ANCHORAGE, Alaska - Two visitors from Australia were killed in a fiery small plane crash in Alaska's interior, the Alaska State Troopers said on Thursday.
The Piper PA32 crashed on Wednesday about 39 miles (63 km) north of Fairbanks, the troopers said. Searchers alerted to the plane's emergency located its burning wreckage late in the day and confirmed that both people aboard the plane were killed.
The victims were identified as pilot Stephen Knight, 64, and Gillian Knight, 60, both of Queensland.
The search started after communications between the plane and an air-traffic controller ceased abruptly, trooper spokeswoman Megan Peters said. She did not say where the plane was heading when it went down.
A controller responded to a query from the plane, "and no one answered," Peters said. "At that point, they realized that the plane went off the radar."
Bad weather delayed recovery efforts until Thursday, Peters said.
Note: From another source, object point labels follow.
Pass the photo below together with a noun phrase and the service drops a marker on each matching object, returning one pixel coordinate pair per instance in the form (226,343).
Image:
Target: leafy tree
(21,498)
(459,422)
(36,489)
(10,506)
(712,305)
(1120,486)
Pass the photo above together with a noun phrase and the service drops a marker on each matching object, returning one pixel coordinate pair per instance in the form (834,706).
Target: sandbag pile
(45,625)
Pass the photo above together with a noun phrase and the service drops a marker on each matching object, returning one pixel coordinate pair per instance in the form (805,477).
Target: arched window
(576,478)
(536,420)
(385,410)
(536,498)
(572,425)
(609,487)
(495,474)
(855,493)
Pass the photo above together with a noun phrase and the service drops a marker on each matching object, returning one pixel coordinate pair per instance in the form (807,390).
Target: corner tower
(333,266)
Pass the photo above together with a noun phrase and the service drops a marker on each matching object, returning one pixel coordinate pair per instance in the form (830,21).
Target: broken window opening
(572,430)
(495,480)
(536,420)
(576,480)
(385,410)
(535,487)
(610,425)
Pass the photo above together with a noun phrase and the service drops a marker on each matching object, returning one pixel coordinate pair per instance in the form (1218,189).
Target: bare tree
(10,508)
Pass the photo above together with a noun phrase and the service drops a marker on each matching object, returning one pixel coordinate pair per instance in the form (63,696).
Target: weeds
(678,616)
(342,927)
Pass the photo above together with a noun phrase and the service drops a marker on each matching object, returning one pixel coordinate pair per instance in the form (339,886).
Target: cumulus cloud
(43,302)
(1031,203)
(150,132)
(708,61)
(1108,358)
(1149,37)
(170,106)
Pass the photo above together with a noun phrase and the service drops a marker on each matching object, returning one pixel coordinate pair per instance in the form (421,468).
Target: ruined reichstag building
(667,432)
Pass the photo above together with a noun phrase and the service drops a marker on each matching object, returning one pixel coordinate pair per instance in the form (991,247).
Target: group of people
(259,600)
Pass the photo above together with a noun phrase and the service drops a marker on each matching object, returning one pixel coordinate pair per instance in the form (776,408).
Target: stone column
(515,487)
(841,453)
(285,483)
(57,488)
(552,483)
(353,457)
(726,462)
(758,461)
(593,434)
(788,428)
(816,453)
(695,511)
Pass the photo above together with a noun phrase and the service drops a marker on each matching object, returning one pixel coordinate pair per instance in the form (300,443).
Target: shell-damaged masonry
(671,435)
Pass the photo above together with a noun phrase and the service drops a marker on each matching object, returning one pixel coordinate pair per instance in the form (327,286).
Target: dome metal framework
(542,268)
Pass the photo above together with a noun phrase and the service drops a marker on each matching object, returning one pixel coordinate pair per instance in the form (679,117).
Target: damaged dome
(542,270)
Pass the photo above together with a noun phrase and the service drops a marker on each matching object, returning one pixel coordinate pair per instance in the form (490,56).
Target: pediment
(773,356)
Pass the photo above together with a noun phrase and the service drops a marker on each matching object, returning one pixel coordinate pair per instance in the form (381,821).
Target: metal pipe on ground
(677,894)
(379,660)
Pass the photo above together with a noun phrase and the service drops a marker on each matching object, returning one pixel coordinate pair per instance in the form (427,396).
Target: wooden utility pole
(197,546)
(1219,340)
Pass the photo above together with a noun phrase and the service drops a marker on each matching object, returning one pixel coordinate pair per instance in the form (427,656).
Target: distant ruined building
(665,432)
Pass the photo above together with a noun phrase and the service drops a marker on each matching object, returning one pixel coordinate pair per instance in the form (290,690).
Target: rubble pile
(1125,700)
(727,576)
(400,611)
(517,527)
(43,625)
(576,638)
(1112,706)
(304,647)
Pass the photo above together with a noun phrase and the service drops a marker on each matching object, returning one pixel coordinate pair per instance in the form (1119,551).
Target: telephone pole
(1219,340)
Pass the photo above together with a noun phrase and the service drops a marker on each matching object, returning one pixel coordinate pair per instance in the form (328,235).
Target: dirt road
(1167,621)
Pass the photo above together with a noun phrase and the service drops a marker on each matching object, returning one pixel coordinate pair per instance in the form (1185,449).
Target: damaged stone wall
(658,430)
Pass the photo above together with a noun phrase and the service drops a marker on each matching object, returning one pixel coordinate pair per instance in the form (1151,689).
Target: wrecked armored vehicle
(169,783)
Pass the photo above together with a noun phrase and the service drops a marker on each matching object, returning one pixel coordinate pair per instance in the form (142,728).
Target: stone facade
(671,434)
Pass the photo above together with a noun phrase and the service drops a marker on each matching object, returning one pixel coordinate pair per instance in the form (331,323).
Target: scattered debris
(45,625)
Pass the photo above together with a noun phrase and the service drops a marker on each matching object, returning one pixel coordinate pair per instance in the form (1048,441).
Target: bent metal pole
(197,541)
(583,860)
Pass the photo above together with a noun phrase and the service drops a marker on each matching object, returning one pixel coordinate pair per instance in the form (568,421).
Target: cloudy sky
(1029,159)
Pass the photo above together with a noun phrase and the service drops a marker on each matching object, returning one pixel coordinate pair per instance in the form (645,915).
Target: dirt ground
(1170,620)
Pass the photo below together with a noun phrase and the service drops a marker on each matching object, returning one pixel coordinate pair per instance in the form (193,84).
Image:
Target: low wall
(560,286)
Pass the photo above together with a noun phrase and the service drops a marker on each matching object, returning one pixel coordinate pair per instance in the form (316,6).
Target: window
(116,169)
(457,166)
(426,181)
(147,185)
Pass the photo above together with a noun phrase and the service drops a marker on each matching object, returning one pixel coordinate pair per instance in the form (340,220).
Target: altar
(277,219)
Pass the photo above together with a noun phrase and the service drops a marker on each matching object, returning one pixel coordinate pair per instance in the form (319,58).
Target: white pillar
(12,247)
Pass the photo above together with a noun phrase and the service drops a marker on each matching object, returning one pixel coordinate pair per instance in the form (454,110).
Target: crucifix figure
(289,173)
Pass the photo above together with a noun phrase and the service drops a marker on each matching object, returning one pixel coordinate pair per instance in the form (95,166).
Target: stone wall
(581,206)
Although the crash site was only about a 25-minute flight from Fairbanks, the cloud ceiling was extremely low and "fog was horrible", she said.
The crashed Piper had been rented from the West Valley Flying Club of Palo Alto, California, said Clint Johnson, an investigator with the National Transportation Safety Board.
Before the crash, it had been flying with another general-aviation aircraft also rented from the same club, Johnson said.